# Achat le jour de la sortie



## blitz5 (18 Septembre 2019)

Bonjour,

Pour la première fois je voudrais acheter le nouvel iPhone le jour de sa sortie, car je souhaite l'offrir dès le lendemain à un proche.

La précommande avec retrait en apple store le 20 n'est plus possible dans ma ville.

Ai-je une chance de le trouver en apple store le jour de la sortie ou éventuellement chez un opérateur ?

Rien de vital mais ca serait juste plus cool de pouvoir offrir mon cadeau le jour J.

Merci pour vos réponses !


----------



## Jura39 (18 Septembre 2019)

blitz5 a dit:


> Bonjour,
> 
> Pour la première fois je voudrais acheter le nouvel iPhone le jour de sa sortie, car je souhaite l'offrir dès le lendemain à un proche.
> 
> ...


Quel modèle ?


----------



## blitz5 (18 Septembre 2019)

Le 11


----------



## lostOzone (19 Septembre 2019)

En boutique opérateur y a souvent un peu de stock sur les petites capacités de stockage.


----------



## Michael003 (19 Septembre 2019)

blitz5 a dit:


> Bonjour,
> 
> Pour la première fois je voudrais acheter le nouvel iPhone le jour de sa sortie, car je souhaite l'offrir dès le lendemain à un proche.
> 
> ...


Normal, on ne peut plus choisir retrait en Apple Store depuis lundi vu que c'est un nouveau produit il faut le temps qu'il soit livré aussi à l'apple store !
Je pense que si tu y vas tôt le matin tu pourras trouver le modèle que tu souhaites. J'ai le sentiment qu'il y a du stock cette année


----------



## romsac (19 Septembre 2019)

A surveiller avec istocknow


----------



## peralta (19 Septembre 2019)

Ca veut dire que si j'essaye d'aller a mon Apple Store demain soit en sortant du travail, il y a peu de chance qu'il leur reste du stock ?

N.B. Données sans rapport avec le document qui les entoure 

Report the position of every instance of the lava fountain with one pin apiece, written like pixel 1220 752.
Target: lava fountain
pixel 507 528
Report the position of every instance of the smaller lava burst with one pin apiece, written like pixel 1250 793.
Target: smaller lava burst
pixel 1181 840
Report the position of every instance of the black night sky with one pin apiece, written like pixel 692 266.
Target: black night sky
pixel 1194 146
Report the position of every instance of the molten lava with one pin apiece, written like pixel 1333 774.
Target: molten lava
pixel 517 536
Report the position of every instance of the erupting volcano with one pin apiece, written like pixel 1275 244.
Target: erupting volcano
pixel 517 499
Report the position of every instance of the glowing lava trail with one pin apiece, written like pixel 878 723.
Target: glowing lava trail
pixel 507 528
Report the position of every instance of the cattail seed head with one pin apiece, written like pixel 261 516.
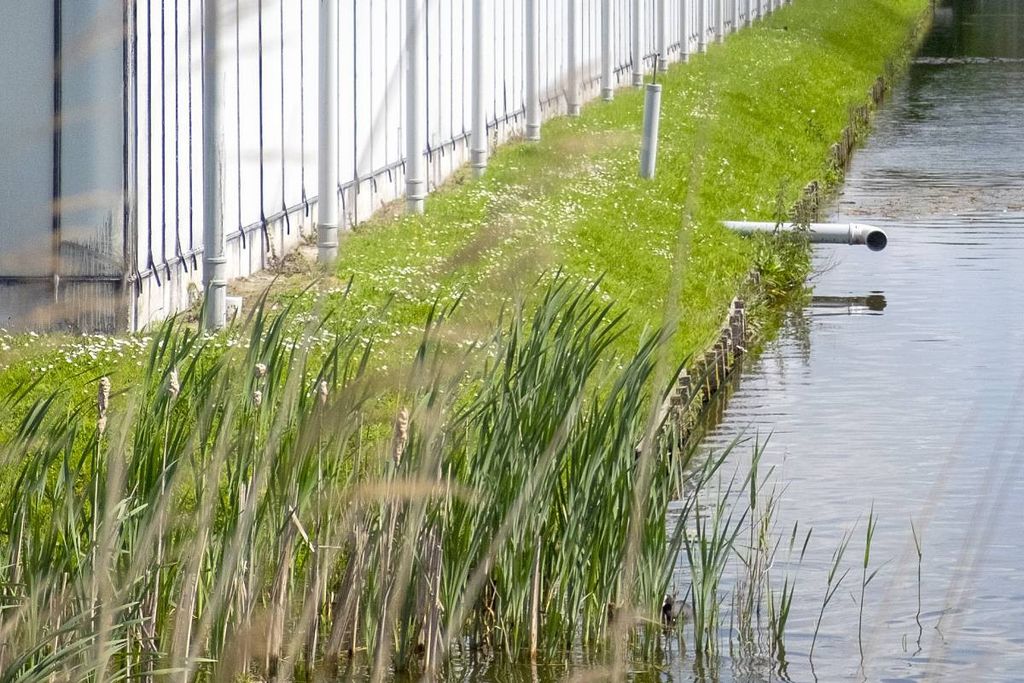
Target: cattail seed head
pixel 102 401
pixel 400 435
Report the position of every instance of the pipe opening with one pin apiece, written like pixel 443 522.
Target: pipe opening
pixel 877 241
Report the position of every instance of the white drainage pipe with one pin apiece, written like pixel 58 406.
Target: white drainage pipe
pixel 836 233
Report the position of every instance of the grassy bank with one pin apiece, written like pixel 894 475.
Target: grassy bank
pixel 221 507
pixel 743 128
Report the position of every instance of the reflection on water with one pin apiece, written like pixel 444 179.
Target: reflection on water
pixel 909 396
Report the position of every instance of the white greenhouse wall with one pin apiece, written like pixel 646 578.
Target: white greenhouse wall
pixel 152 230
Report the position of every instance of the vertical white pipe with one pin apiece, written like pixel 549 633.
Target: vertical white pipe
pixel 607 91
pixel 214 260
pixel 701 25
pixel 684 30
pixel 416 108
pixel 478 138
pixel 663 36
pixel 651 117
pixel 572 85
pixel 327 203
pixel 532 66
pixel 636 46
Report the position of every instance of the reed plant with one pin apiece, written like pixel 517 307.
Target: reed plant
pixel 231 513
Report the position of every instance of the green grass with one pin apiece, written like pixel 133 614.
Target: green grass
pixel 743 128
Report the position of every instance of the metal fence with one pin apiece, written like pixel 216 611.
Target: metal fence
pixel 126 103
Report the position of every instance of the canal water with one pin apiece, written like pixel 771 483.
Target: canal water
pixel 901 384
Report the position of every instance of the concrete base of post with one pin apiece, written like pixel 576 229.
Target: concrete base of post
pixel 651 117
pixel 416 195
pixel 478 162
pixel 327 244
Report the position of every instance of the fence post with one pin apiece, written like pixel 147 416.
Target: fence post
pixel 532 65
pixel 663 36
pixel 327 154
pixel 636 47
pixel 607 91
pixel 684 30
pixel 214 261
pixel 572 85
pixel 701 25
pixel 416 118
pixel 478 139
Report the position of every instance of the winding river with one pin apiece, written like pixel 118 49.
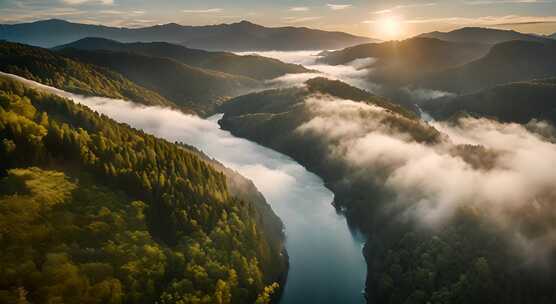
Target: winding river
pixel 326 262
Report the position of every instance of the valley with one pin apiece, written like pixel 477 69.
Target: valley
pixel 240 163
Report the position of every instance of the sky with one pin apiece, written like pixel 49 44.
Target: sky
pixel 380 19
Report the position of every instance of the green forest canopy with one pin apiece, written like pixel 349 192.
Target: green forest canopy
pixel 92 211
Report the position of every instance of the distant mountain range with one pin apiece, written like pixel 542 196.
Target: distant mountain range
pixel 52 69
pixel 514 102
pixel 242 36
pixel 483 36
pixel 149 73
pixel 256 67
pixel 186 86
pixel 506 62
pixel 400 62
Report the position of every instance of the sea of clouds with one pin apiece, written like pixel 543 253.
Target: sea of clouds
pixel 514 188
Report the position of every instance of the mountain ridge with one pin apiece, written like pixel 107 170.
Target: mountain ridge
pixel 482 35
pixel 241 36
pixel 256 67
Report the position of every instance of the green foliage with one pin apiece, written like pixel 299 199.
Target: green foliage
pixel 515 102
pixel 252 66
pixel 51 69
pixel 114 215
pixel 506 62
pixel 186 86
pixel 466 260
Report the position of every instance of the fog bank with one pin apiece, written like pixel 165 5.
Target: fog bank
pixel 502 171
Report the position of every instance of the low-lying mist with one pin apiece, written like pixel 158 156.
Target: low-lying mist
pixel 357 73
pixel 503 172
pixel 354 73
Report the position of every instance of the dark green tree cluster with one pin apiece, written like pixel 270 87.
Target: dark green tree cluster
pixel 52 69
pixel 92 211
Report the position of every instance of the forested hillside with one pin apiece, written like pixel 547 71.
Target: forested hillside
pixel 513 61
pixel 93 211
pixel 51 69
pixel 239 36
pixel 402 62
pixel 483 35
pixel 251 66
pixel 186 86
pixel 377 161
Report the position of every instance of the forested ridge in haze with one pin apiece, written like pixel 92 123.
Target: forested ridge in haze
pixel 252 66
pixel 188 87
pixel 96 212
pixel 52 69
pixel 239 36
pixel 518 102
pixel 275 152
pixel 467 259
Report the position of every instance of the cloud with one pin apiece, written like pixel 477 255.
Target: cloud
pixel 504 172
pixel 381 12
pixel 338 7
pixel 290 19
pixel 26 14
pixel 354 73
pixel 403 6
pixel 79 2
pixel 486 20
pixel 493 2
pixel 203 11
pixel 299 9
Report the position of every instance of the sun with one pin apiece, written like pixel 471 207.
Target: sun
pixel 390 27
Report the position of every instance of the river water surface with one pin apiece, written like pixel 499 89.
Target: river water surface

Car je pars lundi en vacances et il me le faut absolument avant


----------



## Locke (19 Septembre 2019)

peralta a dit:


> Ca veut dire que si j'essaye d'aller a mon Apple Store demain soit en sortant du travail, il y a peu de chance qu'il leur reste du stock ?


Un stock en Apple Store ne dépend pas du magasin, mais de la prévision d'Apple France pour établir un stock minimal et réparti dans tout l'hexagone. Si tu passes par une commande en ligne, ça partira directement de Chine.


peralta a dit:


> Car je pars lundi en vacances et il me le faut absolument avant


Pourquoi ? Parfois, il faut savoir être patient pour savourer la dernière nouveauté.


----------



## peralta (19 Septembre 2019)

Locke a dit:


> Un stock en Apple Store ne dépend pas du magasin, mais de la prévision d'Apple France pour établir un stock minimal et réparti dans tout l'hexagone. Si tu passes par une commande en ligne, ça partira directement de Chine.
> 
> Pourquoi ? Parfois, il faut savoir être patient pour savourer la dernière nouveauté.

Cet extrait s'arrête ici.